When Grant Morrison said his goal was "to be worth of Superman," he wasn't being the funny, self-effacing comic book nerd-cum-writer; he was deadly serious. I can't imagine a more sacred trust a society can lay on a person than the stewardship of its heroes. I can't imagine a more daunting task than knowing your work is going to be held up by mythology scholars centuries from now, and judged either a vital part of the mythos or a hapless Campbellian cul-de-sac. This novel I'm writing now, the worst that can ever happen is it gets published, the contemporary audience gives it a collective "meh," and forgets about it. How infinitely worse is it for that audience to give a collective "meh," remember it, and continue giving that "meh" generation after generation, until the end of human history?
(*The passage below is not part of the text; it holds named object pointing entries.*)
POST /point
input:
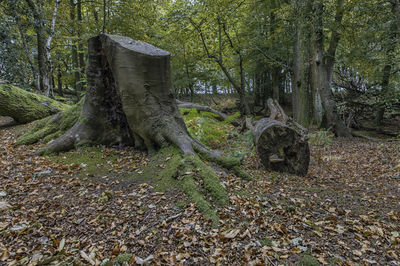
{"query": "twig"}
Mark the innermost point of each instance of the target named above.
(269, 260)
(173, 217)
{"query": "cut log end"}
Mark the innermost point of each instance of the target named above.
(281, 148)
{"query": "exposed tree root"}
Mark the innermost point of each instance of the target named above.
(195, 178)
(52, 127)
(24, 106)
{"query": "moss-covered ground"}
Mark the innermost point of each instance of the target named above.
(116, 206)
(52, 127)
(25, 106)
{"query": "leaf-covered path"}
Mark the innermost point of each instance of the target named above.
(346, 211)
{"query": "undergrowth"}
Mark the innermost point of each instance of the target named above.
(206, 128)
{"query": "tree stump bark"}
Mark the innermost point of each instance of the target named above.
(281, 145)
(129, 99)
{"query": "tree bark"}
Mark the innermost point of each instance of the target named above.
(44, 44)
(301, 75)
(24, 106)
(387, 69)
(281, 145)
(129, 99)
(322, 69)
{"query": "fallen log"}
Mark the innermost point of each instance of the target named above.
(24, 106)
(281, 145)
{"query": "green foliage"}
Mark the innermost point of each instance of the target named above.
(207, 129)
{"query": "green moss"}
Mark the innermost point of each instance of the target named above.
(189, 174)
(308, 260)
(52, 127)
(232, 118)
(230, 163)
(93, 160)
(25, 106)
(206, 128)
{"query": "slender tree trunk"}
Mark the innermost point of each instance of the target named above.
(74, 54)
(301, 76)
(44, 44)
(59, 81)
(81, 52)
(27, 52)
(322, 68)
(386, 73)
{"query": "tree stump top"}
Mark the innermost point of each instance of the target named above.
(137, 46)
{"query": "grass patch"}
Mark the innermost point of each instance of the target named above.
(91, 160)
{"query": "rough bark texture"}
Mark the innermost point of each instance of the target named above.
(281, 145)
(24, 106)
(129, 99)
(322, 68)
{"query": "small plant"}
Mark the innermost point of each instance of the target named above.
(207, 129)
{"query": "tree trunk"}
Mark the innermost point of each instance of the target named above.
(322, 69)
(281, 145)
(24, 106)
(123, 104)
(301, 77)
(129, 100)
(43, 44)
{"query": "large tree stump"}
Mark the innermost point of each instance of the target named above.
(129, 99)
(281, 145)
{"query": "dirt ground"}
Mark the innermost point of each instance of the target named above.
(346, 211)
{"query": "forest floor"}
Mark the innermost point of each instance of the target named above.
(85, 207)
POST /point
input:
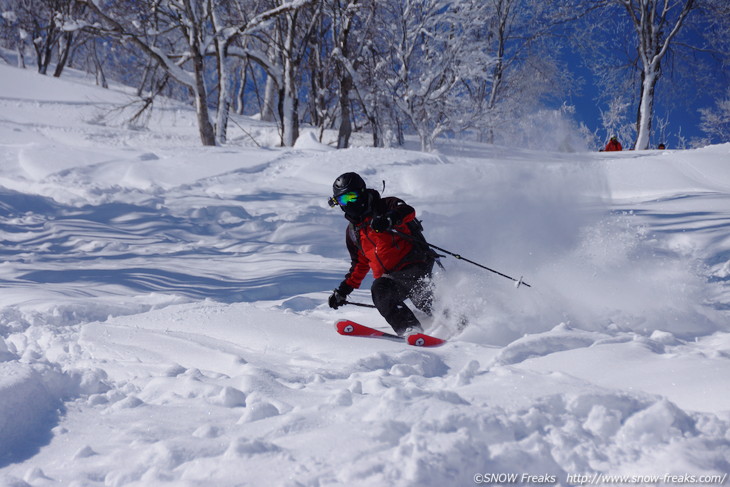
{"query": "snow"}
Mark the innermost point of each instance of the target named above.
(163, 316)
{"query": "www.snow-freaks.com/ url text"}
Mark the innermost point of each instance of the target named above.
(599, 479)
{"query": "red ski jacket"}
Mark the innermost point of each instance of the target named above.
(381, 252)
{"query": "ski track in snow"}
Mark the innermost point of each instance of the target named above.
(163, 316)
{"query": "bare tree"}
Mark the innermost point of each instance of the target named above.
(716, 120)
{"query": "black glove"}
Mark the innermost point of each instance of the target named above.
(339, 296)
(381, 223)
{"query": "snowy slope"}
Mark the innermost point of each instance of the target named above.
(163, 315)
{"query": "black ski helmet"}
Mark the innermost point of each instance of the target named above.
(348, 182)
(351, 182)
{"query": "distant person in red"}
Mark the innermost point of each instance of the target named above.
(613, 145)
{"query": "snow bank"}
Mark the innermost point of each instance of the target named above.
(163, 316)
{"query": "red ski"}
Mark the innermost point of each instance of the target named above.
(348, 327)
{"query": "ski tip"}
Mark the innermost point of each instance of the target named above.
(423, 340)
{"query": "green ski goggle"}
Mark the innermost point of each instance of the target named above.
(343, 199)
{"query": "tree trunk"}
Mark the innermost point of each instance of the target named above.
(205, 127)
(64, 49)
(343, 137)
(289, 116)
(649, 78)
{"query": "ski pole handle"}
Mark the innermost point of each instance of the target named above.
(363, 305)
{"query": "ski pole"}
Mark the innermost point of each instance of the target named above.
(364, 305)
(518, 282)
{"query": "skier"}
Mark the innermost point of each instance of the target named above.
(613, 145)
(384, 236)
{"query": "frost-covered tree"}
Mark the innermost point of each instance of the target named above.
(178, 35)
(716, 120)
(421, 60)
(519, 38)
(632, 45)
(50, 26)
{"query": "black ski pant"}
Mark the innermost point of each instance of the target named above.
(391, 290)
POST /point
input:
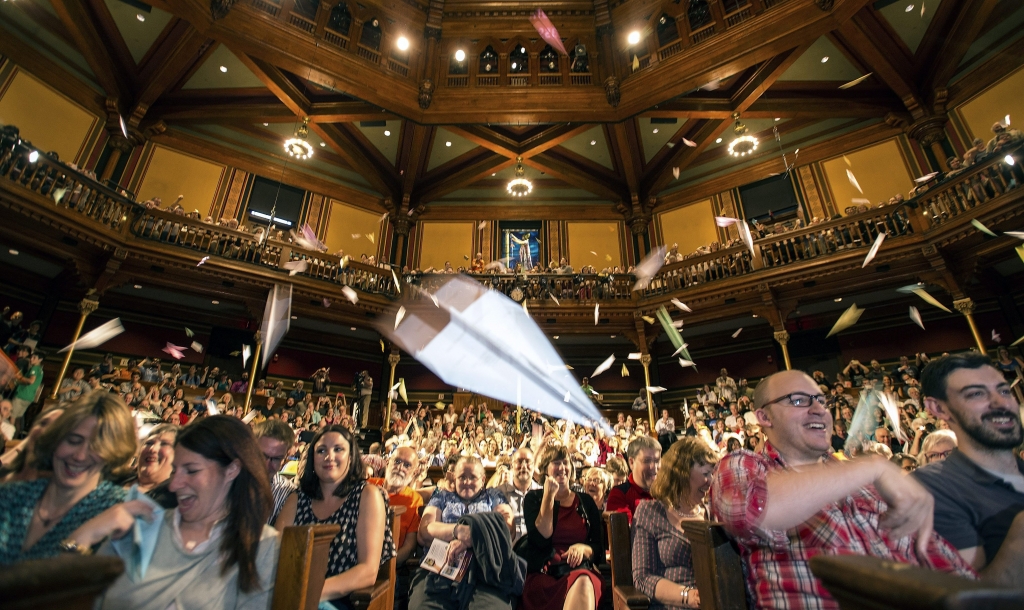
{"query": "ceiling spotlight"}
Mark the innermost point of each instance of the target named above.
(298, 146)
(743, 143)
(519, 186)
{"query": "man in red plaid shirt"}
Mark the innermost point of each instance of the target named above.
(794, 500)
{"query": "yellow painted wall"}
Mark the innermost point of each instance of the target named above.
(993, 103)
(600, 237)
(441, 242)
(691, 226)
(343, 221)
(48, 120)
(170, 173)
(881, 171)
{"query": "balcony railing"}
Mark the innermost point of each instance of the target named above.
(112, 211)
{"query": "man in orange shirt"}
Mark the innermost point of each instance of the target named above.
(398, 474)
Is it any wonder the publishing industry has the highest percentage of alcoholism out of any business in the world?

My point is this: The next time you see Morrison, or Chris Claremont, or Peter David, or Kurt Busiek, or Geoff Johns, or anyone who's devoted their creative time and energy to someone else's characters, before you start in on him, give the guy a knowing look, and a handshake, and maybe, if he's receptive, a little hug. He could probably use it.

1 comment:

Jeff said...

Very well said, Mike. And it was easier to parse that sentence than you think it is.